No, not suicide... I mean, I can get sort of dark if I let myself (And people are advising me to...) but I don't like action like THAT. Gah, no. And also, no worries. Klaine is a magical pairing, they just HAVE to get together!

For a second, I thought it was going to be Nick to save him, but it wasn't exactly. Still, I am very thankful for Wes! Also, I love the way you write Jeff's thoughts! It says so much about his character! I really like the line that's like "anger was practically sizzling off Wes his eyes closed up into slits. Jeff bet they'd be glowing red if he opened them a bit farther." The way you described that is perfect. Honestly, I just love creative descriptions like that. Also, I love that even Jeff realizes that Wes is like his school mom. And the little Niff moments are wonderful to have in it. All the little bits of warbler in there are wonderful! I need to write more warblers into my story, and I'm actually planning for it in the upcoming chapter which I have just started writing.

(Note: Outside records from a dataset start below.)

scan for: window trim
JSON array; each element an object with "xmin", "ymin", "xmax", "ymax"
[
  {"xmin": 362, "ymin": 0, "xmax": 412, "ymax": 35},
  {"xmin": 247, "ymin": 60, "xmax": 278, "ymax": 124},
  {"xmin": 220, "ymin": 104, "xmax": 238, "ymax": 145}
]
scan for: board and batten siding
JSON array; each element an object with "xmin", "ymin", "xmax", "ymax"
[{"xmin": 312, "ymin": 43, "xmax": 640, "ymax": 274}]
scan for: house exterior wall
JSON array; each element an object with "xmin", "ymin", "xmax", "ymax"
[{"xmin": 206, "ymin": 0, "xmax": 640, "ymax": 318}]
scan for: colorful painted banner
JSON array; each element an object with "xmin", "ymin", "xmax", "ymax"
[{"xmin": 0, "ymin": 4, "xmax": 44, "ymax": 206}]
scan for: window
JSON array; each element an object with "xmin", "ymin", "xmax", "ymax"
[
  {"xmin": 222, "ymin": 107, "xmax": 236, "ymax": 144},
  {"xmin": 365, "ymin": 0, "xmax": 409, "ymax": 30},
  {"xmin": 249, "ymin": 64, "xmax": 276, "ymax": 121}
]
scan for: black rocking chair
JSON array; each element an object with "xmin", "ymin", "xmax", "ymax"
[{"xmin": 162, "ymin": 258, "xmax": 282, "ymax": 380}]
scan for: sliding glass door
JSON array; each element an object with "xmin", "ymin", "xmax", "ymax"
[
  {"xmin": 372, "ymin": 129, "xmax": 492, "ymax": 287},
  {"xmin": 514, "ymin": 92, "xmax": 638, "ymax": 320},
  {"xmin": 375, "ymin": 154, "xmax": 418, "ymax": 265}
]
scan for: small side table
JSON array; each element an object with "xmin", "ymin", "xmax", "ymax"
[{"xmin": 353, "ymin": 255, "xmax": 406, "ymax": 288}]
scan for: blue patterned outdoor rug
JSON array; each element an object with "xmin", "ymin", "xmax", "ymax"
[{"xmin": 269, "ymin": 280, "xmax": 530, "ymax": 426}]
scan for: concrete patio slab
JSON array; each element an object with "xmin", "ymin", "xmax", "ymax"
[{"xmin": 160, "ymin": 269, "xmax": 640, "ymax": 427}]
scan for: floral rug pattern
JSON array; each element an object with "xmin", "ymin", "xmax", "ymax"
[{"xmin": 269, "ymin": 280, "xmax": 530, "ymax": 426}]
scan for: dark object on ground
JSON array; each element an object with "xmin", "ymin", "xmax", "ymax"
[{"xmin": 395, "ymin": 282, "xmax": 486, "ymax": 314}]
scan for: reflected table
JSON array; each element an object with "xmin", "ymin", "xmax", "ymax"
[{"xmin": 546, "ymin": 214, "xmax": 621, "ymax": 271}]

Yes, Niff is wonderful in your story, and I don't think that I've even gotten to the really Niffy (Is that how I would say it?) stuff. Wait, I take that back. It is definitely at the really Niffy stuff. I mean, sitting on his lap! Can I just have this all! And they even call each other by their numbers as nicknames! I forgot about that! It is absolutely adorable! "You're just innocent like that." Yes, Yes! They are perfect! Now Blaine. Oh, no, Blaine! What Sebastian did was not cheating, and Blaine should not even feel a pang of guilt about it! I feel so terrible for him! No! I just want him to be happy! When will he see that he is enough! Oh, but you capture his feelings of not being enough and not wanting anyone to be upset anymore so well! "He felt hollow." Perfect description yet again! I love your writing, but I wish that Blaine would finally be happy! How many more chapters until there is some happiness? Crap! I really want to know what is going to happen! I'm actually getting surprisingly tired for a day where I didn't do anything but watch SHERLOCK! So, I actually can't get all of the reviews I was hoping on doing done. I'm so sorry! I'm going to do at least one a day from here on until I have them all finished!